Homesteading Middles: Harvesting Honey

Homesteading in the beginning is a lot of planting sticks in sawdust, building chicken coops, watering seedlings, navigating bee swarms, spraying growing fruit trees with neem oil, on and on.

We are slowly moving into the harvesting part of this cycle where the efforts of earlier years are bearing fruit. In this case, our first honey harvest - 30 months after introducing the girls to their new home by the comfrey.

Here is what I learned from the process.

Set up the harvesting area away from the house. Once the bees find the honey that has oozed, dripped, spilled, and spread all over the table they don’t leave until they eat it all up again. Which means, unless you want to brave many stinging friends - your work is done.

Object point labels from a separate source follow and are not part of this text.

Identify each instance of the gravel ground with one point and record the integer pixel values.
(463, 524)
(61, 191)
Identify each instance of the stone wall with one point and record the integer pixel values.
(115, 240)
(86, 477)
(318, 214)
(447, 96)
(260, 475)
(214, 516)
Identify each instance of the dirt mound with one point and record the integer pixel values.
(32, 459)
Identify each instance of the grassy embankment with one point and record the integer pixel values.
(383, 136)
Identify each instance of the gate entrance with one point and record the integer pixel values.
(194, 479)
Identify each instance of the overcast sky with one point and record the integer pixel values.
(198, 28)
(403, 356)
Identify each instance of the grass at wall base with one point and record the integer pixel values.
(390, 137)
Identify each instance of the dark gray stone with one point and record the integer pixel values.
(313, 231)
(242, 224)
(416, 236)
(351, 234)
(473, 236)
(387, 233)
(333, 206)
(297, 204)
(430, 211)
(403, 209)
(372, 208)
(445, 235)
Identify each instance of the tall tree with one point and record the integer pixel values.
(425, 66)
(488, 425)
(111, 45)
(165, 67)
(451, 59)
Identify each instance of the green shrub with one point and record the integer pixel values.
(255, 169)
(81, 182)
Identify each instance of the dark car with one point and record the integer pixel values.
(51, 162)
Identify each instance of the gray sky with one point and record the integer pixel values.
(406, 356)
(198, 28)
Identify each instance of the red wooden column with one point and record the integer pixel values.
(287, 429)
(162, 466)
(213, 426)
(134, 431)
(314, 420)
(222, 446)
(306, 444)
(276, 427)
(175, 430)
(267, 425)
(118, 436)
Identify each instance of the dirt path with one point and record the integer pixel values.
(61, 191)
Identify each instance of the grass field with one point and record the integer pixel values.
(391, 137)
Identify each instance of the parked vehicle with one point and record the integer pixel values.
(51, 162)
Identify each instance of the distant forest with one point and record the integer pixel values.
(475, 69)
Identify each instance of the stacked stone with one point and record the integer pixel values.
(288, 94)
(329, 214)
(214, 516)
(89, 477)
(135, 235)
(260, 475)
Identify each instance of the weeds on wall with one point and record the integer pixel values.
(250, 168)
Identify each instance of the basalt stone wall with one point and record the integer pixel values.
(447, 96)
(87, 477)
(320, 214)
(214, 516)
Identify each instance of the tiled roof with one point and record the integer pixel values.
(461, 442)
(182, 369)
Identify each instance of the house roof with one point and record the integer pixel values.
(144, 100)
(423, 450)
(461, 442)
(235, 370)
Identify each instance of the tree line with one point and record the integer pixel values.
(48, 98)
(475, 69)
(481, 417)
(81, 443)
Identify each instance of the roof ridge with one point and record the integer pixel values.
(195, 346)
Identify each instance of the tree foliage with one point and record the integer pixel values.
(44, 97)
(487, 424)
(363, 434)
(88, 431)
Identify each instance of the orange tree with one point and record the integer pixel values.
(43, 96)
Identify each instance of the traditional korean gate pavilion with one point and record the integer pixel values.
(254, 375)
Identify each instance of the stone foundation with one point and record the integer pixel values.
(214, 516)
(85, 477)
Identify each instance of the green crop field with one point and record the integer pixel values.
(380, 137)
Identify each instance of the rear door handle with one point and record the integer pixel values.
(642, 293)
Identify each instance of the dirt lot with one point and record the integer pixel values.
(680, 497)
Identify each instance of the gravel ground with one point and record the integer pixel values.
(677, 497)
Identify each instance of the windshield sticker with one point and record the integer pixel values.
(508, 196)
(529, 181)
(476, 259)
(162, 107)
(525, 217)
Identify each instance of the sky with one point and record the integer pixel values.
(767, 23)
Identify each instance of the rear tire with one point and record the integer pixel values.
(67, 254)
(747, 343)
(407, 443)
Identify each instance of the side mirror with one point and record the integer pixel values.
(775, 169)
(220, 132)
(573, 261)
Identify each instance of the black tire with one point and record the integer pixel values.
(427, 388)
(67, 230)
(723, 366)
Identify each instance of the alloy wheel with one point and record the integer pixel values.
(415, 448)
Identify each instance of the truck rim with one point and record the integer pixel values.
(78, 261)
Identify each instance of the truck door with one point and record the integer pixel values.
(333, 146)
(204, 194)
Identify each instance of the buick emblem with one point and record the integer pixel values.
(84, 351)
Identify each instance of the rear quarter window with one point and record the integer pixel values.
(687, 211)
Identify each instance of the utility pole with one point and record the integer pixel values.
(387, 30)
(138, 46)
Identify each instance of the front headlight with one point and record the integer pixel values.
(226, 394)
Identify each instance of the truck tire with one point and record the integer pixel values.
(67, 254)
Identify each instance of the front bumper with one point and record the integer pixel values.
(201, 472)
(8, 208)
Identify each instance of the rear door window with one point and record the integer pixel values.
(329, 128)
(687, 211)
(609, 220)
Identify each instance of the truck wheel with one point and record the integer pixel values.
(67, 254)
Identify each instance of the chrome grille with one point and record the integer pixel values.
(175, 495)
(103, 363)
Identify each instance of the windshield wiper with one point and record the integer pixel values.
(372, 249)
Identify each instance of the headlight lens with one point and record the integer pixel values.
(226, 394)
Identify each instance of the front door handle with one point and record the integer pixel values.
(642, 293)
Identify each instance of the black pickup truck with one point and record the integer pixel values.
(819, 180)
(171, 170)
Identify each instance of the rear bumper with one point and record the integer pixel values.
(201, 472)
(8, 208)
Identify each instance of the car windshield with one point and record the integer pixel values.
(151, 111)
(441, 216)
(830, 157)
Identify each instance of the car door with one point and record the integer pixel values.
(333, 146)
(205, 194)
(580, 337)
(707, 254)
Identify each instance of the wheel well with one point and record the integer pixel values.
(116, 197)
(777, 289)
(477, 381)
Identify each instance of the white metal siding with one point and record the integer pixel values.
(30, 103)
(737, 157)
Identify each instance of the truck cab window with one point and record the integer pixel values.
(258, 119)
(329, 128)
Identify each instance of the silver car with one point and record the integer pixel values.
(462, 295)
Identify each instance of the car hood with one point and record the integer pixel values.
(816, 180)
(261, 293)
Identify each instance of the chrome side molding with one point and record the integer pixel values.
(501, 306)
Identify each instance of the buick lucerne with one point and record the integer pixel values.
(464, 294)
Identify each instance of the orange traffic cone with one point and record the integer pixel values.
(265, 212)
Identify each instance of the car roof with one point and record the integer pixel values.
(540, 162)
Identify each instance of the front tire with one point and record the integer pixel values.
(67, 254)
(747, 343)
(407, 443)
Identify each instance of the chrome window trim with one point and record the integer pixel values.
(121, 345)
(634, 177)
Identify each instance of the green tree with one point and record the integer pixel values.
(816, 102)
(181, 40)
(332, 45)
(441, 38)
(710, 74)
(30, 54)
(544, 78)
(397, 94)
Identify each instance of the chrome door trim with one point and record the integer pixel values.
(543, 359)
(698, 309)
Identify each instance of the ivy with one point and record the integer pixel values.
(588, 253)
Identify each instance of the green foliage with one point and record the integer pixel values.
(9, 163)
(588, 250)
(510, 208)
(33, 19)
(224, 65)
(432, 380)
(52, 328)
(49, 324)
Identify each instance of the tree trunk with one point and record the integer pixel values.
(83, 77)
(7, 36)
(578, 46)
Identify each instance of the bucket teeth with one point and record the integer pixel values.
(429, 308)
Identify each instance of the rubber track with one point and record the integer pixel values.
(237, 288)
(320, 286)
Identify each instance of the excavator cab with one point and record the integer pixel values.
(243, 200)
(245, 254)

Sometimes the centrifuge doesn’t work and you need to grab the warm comb and squeeze out the honey. This action is primal and decadent. It is carnal and glorious. It is Bacchus squeezing grapes into wine directly into your gullet amazing and magnificent. Watching your children do it feels like love explosions.

Honey from our own land is the most hyperlocal eating we have ever done. The bees live where we can see them. They harvest pollen from the flowers we can see. They drink water from the puddles on our driveway. They create honey listening to our dog bark and the ringing of the dinner bell.

The cycle of us feeding land feeding us is so wee in this. Smaller even then eating vegetables we have grown because we don’t plant our own seeds. Aside from 3 weeks in the shoulder seasons when we feed them bee tea, with sugar from Florida most likely, it is all here. As we get better and better at this I would like to move away from all bee tea. All steps in the right direction.